- Oct 22, 2019
- 84
- 39
- 25
- Country
- Thailand
- Gender
- Female
- Faith
- Protestant
- Marital Status
- Single
I’m not sure are this a right forum list to ask? But I just feel like I familiar to this forum list. Also,I get OCD. Lately, this day I got a vows that I would read a bible, pray to god, listen to workship music, and post a bible verse on Instagram everyday. That this seems to be my thought without ocd in someway but I don’t sure. I mean today I just really want to study bible and seek god. And I mean it look reasonable for me to have those vow. But right after I know that I have vow, I just so anxious. I mean I worried that someday I would broke the vows. It might be because I sick and not be able to post bible verse. Or I get the internet problem. I feel like I make vows like if I broke it, my last chance to get salvation is gone. (After I broke a lot of them). It seems like I make a vows like if I broke it , the Holy Spirit will go from me. I just so confused now. I mean I don’t know that if I broke it, does Holy Spirit will go out from me immediately or not? Does I have time to confess my sin and be forgiven? How long will this vow bound to me? This is weird question but Do this vow bound to me after my life too? Since the vow mention everyday.I just worried that If I broke it near my death?
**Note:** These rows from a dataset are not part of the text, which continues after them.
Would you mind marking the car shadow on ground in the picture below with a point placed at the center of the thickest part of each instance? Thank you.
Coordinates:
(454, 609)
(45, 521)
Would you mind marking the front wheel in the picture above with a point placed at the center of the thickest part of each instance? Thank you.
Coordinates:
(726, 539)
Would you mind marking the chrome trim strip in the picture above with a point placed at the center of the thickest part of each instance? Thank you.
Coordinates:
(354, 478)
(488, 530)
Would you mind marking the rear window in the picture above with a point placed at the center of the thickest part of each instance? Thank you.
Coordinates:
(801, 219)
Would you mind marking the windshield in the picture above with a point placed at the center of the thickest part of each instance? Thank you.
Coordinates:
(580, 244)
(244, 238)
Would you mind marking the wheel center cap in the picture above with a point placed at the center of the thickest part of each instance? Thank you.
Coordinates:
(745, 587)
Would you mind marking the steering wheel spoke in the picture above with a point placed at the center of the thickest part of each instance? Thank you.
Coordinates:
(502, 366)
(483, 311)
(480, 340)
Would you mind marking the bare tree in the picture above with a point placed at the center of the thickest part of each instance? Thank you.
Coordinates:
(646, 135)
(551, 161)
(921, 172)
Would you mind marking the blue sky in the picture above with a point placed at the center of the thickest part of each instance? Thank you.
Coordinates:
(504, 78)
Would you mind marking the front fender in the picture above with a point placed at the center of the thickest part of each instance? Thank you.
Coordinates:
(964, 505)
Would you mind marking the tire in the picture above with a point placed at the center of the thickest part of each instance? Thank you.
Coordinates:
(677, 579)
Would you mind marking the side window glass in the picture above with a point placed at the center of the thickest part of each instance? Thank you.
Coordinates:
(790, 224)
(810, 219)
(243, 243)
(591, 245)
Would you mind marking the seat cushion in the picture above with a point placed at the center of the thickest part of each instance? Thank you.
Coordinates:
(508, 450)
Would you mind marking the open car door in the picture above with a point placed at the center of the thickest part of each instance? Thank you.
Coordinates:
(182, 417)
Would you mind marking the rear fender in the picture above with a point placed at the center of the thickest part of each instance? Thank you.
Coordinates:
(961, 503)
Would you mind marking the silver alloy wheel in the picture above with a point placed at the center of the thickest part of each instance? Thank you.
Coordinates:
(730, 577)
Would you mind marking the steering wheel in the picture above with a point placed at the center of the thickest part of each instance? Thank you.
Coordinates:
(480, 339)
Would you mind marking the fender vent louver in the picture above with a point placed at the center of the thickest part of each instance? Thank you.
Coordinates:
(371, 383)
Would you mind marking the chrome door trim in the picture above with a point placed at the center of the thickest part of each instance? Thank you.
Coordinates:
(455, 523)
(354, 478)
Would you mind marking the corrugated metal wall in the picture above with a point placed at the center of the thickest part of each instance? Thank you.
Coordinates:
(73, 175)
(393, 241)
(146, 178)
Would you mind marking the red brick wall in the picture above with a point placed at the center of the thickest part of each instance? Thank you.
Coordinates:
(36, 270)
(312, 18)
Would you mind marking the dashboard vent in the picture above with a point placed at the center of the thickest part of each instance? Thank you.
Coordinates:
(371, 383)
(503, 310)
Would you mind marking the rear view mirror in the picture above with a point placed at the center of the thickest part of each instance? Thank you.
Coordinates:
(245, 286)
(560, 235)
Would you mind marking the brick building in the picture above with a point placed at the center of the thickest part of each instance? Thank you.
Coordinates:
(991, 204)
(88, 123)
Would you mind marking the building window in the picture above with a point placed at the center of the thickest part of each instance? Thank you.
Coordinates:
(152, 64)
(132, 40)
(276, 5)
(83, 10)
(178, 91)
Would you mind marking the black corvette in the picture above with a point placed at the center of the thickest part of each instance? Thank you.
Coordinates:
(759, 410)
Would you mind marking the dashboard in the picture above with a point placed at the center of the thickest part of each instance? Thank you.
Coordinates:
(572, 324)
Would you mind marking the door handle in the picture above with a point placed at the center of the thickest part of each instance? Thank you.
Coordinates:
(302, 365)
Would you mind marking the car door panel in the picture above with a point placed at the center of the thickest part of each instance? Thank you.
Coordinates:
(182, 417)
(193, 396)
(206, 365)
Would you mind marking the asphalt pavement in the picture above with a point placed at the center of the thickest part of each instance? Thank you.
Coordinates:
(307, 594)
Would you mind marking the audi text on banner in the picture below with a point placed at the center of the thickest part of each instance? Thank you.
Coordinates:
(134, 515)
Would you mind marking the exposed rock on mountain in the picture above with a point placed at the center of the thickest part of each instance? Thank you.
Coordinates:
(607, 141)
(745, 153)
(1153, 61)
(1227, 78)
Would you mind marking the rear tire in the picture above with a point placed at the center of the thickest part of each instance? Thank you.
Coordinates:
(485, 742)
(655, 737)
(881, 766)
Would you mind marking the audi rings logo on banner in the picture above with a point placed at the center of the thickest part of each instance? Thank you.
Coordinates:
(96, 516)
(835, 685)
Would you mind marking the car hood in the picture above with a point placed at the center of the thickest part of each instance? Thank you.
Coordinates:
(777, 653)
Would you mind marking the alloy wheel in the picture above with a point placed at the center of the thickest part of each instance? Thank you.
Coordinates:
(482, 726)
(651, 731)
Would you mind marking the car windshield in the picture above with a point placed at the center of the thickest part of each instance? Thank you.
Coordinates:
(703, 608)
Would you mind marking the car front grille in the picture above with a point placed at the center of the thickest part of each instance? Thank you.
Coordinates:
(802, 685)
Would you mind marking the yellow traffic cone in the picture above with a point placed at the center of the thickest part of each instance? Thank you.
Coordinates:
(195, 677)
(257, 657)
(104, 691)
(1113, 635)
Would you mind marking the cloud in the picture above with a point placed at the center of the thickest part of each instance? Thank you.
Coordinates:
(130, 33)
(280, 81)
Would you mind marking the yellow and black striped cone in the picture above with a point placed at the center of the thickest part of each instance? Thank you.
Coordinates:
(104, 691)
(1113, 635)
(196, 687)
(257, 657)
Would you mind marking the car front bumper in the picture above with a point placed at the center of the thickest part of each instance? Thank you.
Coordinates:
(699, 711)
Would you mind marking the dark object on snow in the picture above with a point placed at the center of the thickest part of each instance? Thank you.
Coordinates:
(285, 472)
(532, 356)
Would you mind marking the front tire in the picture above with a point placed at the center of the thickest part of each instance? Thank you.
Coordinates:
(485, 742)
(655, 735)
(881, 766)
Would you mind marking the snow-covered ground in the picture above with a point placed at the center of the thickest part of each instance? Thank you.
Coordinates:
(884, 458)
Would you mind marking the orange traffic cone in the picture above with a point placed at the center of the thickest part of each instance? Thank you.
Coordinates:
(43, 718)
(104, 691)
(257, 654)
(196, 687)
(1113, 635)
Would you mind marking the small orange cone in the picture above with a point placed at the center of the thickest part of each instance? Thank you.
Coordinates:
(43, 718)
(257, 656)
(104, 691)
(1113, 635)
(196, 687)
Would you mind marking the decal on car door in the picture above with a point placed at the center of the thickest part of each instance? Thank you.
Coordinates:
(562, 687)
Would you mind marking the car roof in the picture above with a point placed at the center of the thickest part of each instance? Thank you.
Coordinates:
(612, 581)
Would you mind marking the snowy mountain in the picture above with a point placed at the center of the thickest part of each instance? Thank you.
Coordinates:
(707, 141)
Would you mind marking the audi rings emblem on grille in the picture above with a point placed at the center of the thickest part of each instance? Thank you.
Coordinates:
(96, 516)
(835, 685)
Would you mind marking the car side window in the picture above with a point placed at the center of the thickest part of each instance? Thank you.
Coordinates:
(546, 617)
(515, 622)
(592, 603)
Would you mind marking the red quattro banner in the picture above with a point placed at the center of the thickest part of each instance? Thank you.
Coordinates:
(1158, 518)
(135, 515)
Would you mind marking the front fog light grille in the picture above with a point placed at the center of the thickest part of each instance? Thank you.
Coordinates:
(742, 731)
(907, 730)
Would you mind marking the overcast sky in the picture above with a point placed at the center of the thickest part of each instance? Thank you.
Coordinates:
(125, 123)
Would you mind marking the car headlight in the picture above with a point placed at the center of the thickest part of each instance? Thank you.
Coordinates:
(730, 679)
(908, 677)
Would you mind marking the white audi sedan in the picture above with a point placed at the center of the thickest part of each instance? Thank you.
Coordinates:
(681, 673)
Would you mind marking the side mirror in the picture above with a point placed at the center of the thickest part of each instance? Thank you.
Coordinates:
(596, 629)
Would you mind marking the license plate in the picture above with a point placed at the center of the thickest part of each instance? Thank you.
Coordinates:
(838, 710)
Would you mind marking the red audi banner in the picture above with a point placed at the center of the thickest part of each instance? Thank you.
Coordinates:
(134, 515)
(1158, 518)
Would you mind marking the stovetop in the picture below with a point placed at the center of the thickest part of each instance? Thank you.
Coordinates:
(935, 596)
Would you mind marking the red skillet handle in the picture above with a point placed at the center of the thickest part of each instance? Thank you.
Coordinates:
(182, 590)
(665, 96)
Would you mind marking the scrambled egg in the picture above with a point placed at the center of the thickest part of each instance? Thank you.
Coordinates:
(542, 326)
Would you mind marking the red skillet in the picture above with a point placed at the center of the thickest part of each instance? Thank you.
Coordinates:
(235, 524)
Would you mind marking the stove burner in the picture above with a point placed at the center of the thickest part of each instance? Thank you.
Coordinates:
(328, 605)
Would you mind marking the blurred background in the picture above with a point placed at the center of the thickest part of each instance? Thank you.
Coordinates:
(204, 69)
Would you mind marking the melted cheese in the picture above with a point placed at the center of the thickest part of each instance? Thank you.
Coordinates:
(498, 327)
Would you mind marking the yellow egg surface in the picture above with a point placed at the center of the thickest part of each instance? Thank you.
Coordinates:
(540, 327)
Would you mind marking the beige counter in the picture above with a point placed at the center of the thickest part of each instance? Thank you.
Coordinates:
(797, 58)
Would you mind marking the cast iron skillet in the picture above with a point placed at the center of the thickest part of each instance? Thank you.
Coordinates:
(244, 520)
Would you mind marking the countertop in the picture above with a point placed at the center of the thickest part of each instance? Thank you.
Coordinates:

And I won’t have time to repent? Or I better break it tomorrow so I have more time to repent? So I can start to seriously seek god without some vow that bound me? And today,in some point I feel like I got a thought likes this is my last chance to get a salvation. I haven’t talk to god or hear his voice in thought.I means in the way that most Christian ask god and Holy Spirit everyday and find a answer. I may have hear his voice but cannot classify it. I just don’t know. I don’t know did this feeling that told me that’s my last chance come from Holy Spirit.I search and a lot of people say Holy Spirit voice is something that pop up in your thought too. But, Actually lately I just watch a video about one girl that said god said to her that it is her last chance, so I don’t know did I confused and get mixed up.